Hu Rou-Mu, Tan Bi-Hua, Tester David J, Song Chunhua, He Yang, Dovat Sinisa, Peterson Blaise Z, Ackerman Michael J, Makielski Jonathan C
Department of Cardiology, China Meitan General Hospital, Beijing, China; Department of Medicine, Division of Cardiovascular Medicine, University of Wisconsin, Madison, WI, United States of America.
Department of Medicine, Division of Cardiovascular Medicine, University of Wisconsin, Madison, WI, United States of America; Departments of Pediatrics, and Cellular & Molecular Physiology, Pennsylvania State University College of Medicine, Hershey, PA, United States of America.
PLoS One. 2015 Apr 29;10(4):e0124921. doi: 10.1371/journal.pone.0124921. eCollection 2015.
SCN5A is a susceptibility gene for type 3 long QT syndrome, Brugada syndrome, and sudden infant death syndrome. INa dysfunction from mutated SCN5A can depend upon the splice variant background in which it is expressed and also upon environmental factors such as acidosis. S1787N was reported previously as a LQT3-associated mutation and has also been observed in 1 of 295 healthy white controls. Here, we determined the in vitro biophysical phenotype of SCN5A-S1787N in an effort to further assess its possible pathogenicity.

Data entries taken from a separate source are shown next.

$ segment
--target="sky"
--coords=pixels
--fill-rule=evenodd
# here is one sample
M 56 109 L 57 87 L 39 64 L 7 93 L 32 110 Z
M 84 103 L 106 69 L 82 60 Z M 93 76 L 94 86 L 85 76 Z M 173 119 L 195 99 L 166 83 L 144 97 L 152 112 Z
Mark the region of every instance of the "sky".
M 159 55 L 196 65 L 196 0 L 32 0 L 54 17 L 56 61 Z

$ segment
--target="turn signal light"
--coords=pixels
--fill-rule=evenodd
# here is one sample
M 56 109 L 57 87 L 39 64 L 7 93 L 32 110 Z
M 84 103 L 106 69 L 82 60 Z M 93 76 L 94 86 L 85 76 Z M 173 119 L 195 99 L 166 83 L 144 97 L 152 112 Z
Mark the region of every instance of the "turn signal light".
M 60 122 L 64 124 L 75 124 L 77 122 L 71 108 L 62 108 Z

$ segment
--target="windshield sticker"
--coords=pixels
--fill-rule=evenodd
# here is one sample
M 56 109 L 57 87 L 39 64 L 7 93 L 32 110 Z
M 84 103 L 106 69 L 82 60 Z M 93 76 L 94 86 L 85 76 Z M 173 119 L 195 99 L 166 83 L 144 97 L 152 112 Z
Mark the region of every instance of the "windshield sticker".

We engineered S1787N in the two most common alternatively spliced SCN5A isoforms, the major isoform lacking a glutamine at position 1077 (Q1077del) and the minor isoform containing Q1077, and expressed these two engineered constructs in HEK293 cells for electrophysiological study. Macroscopic voltage-gated INa was measured 24 hours after transfection with standard whole-cell patch clamp techniques. We applied intracellular solutions with pH7.4 or pH6.7. S1787N in the Q1077 background had WT-like INa including peak INa density, activation and inactivation parameters, and late INa amplitude in both pH 7.4 and pH 6.7. However, with S1787N in the Q1077del background, the percentages of INa late/peak were increased by 2.1 fold in pH 7.4 and by 2.9 fold in pH 6.7 when compared to WT.

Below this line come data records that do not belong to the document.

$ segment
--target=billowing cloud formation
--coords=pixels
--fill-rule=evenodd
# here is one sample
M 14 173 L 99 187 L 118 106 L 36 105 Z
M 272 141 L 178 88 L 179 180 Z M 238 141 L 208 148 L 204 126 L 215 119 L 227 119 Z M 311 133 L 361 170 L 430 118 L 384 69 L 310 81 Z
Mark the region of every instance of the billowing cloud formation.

The LQT3-like biophysical phenotype for S1787N depends on both the SCN5A splice variant and on the intracellular pH. These findings provide further evidence that the splice variant and environmental factors affect the molecular phenotype of cardiac SCN5A-encoded sodium channel (Nav1.5), has implications for the clinical phenotype, and may provide insight into acidosis-induced arrhythmia mechanisms.
SCN5A是3型长QT综合征、Brugada综合征和婴儿猝死综合征的易感基因。SCN5A突变导致的钠电流(INa)功能障碍可能取决于其表达的剪接变体背景,也取决于诸如酸中毒等环境因素。S1787N先前被报道为与LQT3相关的突变,并且在295名健康白人对照中的1名中也观察到了该突变。在此,我们确定了SCN5A - S1787N的体外生物物理表型,以进一步评估其可能的致病性。

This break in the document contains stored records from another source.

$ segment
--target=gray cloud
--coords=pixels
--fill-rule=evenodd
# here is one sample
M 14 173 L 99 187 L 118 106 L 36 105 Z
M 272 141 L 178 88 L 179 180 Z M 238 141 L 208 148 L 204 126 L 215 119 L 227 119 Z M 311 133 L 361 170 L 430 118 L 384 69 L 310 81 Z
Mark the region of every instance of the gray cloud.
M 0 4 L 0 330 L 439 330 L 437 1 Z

我们在两种最常见的选择性剪接SCN5A异构体中构建了S1787N,一种是在第1077位缺乏谷氨酰胺的主要异构体(Q1077del),另一种是含有Q1077的次要异构体,并将这两种构建体在HEK293细胞中表达以进行电生理研究。转染24小时后,用标准的全细胞膜片钳技术测量宏观电压门控INa。我们应用pH7.4或pH6.7的细胞内溶液。在pH7.4和pH6.7条件下,Q1077背景中的S1787N具有类似野生型(WT)的INa,包括峰值INa密度、激活和失活参数以及晚期INa幅度。然而,对于Q1077del背景中的S1787N,与WT相比,pH7.4时INa晚期/峰值的百分比增加了2.1倍,pH6.7时增加了2.9倍。
S1787N的LQT3样生物物理表型取决于SCN5A剪接变体和细胞内pH。这些发现提供了进一步的证据,表明剪接变体和环境因素会影响心脏SCN5A编码的钠通道(Nav1.5)的分子表型,对临床表型有影响,并可能为酸中毒诱导的心律失常机制提供见解。